Using ChatGPT in compliance with data protection regulations
Employees of the University of Vienna can use ChatGPT in the Team or Enterprise version under certain conditions in compliance with data protection regulations. In cooperation with the Data Protection Officer of the University of Vienna, the ZID provides information on the legal framework and requirements on this page.
Requirements
You can use ChatGPT in compliance with data protection regulations as defined by the General Data Protection Regulation (GDPR) under these conditions:
- Use of the ChatGPT Team or ChatGPT Enterprise versions
- Compliance with the Terms of Use in conjunction with artificial intelligence (AI)
Licences
The ZID does not currently provide any ChatGPT licences.
Team or Enterprise licences can be purchased directly via the OpenAI for Business website.
Data protection framework
OpenAI supports the use of the Team and Enterprise versions of ChatGPT in compliance with data protection regulations (see also Enterprise privacy at OpenAI):
- Input from users is not used for training AI models.
- Deleted and unsaved data is permanently deleted after 30 days.

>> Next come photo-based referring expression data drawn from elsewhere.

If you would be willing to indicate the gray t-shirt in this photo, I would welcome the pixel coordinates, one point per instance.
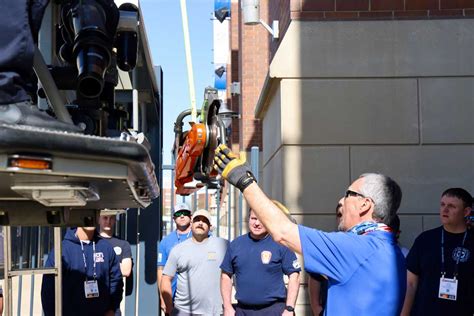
(197, 267)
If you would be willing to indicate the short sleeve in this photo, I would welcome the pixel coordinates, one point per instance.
(290, 263)
(336, 255)
(226, 264)
(171, 265)
(413, 258)
(126, 250)
(162, 253)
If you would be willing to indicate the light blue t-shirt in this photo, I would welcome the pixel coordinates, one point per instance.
(366, 273)
(164, 249)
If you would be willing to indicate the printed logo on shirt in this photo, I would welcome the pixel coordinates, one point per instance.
(266, 256)
(461, 253)
(99, 257)
(296, 264)
(118, 250)
(212, 256)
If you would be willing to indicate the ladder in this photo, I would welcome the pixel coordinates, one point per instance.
(10, 272)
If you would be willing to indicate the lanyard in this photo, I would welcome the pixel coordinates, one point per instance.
(85, 261)
(443, 268)
(369, 226)
(179, 239)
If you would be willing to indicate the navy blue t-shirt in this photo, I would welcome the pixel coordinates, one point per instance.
(259, 266)
(366, 273)
(424, 260)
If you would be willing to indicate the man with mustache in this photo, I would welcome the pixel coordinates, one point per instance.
(256, 256)
(196, 263)
(365, 268)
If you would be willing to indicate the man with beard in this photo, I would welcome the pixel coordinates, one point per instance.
(182, 219)
(196, 263)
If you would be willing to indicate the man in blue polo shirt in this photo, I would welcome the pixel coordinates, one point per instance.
(365, 268)
(255, 256)
(182, 219)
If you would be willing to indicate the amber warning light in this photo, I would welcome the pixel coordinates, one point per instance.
(29, 163)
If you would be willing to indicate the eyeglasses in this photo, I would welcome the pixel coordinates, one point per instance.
(353, 193)
(182, 213)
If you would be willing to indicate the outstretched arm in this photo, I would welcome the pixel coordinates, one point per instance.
(314, 288)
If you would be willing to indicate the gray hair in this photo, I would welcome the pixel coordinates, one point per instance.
(384, 192)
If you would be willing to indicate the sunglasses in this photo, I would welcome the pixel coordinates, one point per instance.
(353, 193)
(182, 213)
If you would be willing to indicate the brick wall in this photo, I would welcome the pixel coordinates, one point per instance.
(380, 9)
(253, 66)
(233, 101)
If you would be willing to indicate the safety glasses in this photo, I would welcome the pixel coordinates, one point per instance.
(182, 213)
(353, 193)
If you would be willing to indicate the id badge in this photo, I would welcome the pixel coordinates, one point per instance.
(91, 289)
(448, 289)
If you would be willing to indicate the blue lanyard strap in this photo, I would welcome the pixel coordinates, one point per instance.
(443, 267)
(179, 239)
(369, 226)
(93, 259)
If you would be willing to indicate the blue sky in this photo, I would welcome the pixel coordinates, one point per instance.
(165, 36)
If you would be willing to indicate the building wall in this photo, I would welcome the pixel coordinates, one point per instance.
(350, 97)
(358, 86)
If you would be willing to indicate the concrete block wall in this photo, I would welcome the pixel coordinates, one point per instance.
(351, 97)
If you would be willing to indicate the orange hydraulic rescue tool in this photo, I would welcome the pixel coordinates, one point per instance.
(194, 149)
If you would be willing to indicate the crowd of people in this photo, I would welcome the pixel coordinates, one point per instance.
(360, 269)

- There is no assurance for the Team version that data will be stored exclusively in the EU. Therefore, a comprehensive Data Transfer Impact Assessment (DTIA) has been carried out. The DTIA assesses the risks of transferring personal data to countries outside the EU and ensures that measures are in place to protect this data. OpenAI has also ensured permissible data transfers to third countries with the Standard Contractual Clauses (SCCs).
Note
Since data may be stored outside the EU, the following regulation from the Terms of Use in conjunction with artificial intelligence (AI) applies when using the Team version:
“… no undisclosed personal employee data or confidential information (e.g. trade and business secrets) may be processed (already during the prompting process).”
This means that you must not enter any sensitive data into ChatGPT.
The University of Vienna has also concluded a data processing agreement with OpenAI. This agreement applies to all purchases of Team or Enterprise licences by individual organisational units of the University and is stored in the record of processing activities of the University of Vienna. Users of these licences therefore do not need to take any further steps with regard to data protection.